Listing 12.06 concerns anxiety related disorders and requires that "A"it be the predominant disturbance which is medically documented with a demonstration of generalized persistent anxiety with at least three of the following four symptoms: motor tension, autonomic hyperactivity, apprehensive expectation or vigilance and scanning or a persistent irrational fear, or recurrent severe panic attacks or recurrent obsessions or compulsions or recurrent and intrusive recollections of a traumatic experience and "B" at least two of the following: marked restriction of activities of daily living, or marked difficulty maintaining social functioning or marked difficulties maintaining concentration, persistence or pace or repeated episodes of decompensation. Or "C" a complete inability to function outside one's home.

Finally, Listing 12.08 relating to personality disorders requires the satisfaction of both "A" and "B" parts. Part "A" requires a demonstration of deeply ingrained maladaptive patterns of behavior associated with seclusive or autistic thinking, or pathologically inappropriate suspiciousness or hostility, or oddities of thought, perception, speech and behavior, or persistent disturbances of mood or affect or pathological dependence, passivity or aggressivity or intense and unstable interpersonal relationships. The "B" criteria require a showing of at least two of the following: marked restriction in daily living activities; marked difficulties in maintaining social functioning; marked difficulties in maintaining concentration, persistence or pace; or repeated episodes of decompensation of extended duration.

As applied to the plaintiff there is no doubt that he suffers from some degree of mental limitation. However, the evidence demonstrates that he suffers no impairment in daily living functions (R.135-141); that he could engage in work which does not require interpersonal relations (R.130-134); that his limitations were moderate and not disabling (R.142-158), and finally, as the Administrative Law Judge concluded he could engage in employment at any physical level which requires no more than occasional contacts with other people and no public contact. (R.15). Under these circumstances, the vocational expert testified that there was a wide range of gainful activity in which the plaintiff could engage. (R.168). For this reason, the conclusion of the Commissioner is supported by substantial evidence.

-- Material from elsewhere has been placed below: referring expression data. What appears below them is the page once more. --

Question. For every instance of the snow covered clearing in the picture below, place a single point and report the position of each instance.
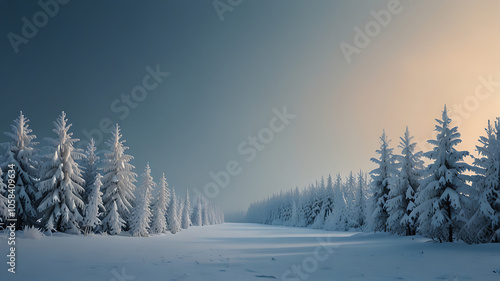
(249, 252)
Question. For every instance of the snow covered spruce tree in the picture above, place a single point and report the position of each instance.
(196, 218)
(186, 212)
(94, 206)
(141, 216)
(404, 186)
(159, 224)
(21, 152)
(172, 216)
(60, 187)
(380, 183)
(443, 196)
(4, 211)
(359, 210)
(338, 219)
(484, 226)
(180, 207)
(204, 211)
(118, 181)
(90, 166)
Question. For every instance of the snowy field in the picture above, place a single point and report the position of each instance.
(249, 252)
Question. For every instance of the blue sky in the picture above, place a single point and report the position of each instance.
(226, 77)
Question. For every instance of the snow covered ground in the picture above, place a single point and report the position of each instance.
(249, 252)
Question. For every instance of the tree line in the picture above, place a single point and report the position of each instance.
(67, 189)
(446, 199)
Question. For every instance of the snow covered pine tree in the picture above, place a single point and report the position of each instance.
(443, 196)
(61, 182)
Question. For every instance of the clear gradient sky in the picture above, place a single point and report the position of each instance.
(226, 77)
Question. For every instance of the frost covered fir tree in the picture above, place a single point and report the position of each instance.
(4, 211)
(180, 207)
(197, 213)
(186, 212)
(338, 219)
(442, 200)
(94, 206)
(90, 166)
(61, 181)
(172, 216)
(21, 152)
(118, 181)
(484, 226)
(141, 217)
(113, 223)
(404, 186)
(204, 211)
(380, 183)
(159, 224)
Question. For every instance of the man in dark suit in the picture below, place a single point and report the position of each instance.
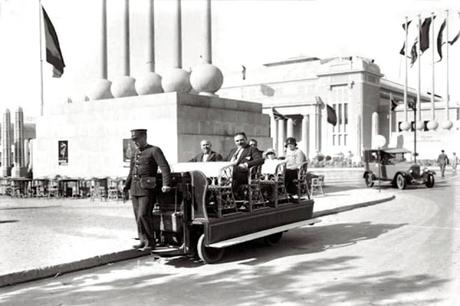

Summary judgment is appropriate where there are no material factual issues in dispute and the movant is entitled to judgment as a matter of law. Biener v. Calio, 361 F.3d 206 (3d Cir.2004). In the instant case there are no material issues of fact in dispute, and the findings of the Commissioner are supported by substantial evidence. For this reason, the defendant's motion for summary judgment will be granted; he plaintiff's motion for summary judgment will be denied and that the decision of the Commissioner will be affirmed.

An appropriate Order will be entered.


AND NOW, this 24th day of August, 2009 for the reasons set forth in the foregoing Memorandum, the defendant's motion for summary judgment (Docket No.47) is granted, the plaintiff's motion for summary judgment (Docket No. 43) is denied and the decision of the Commissioner is affirmed.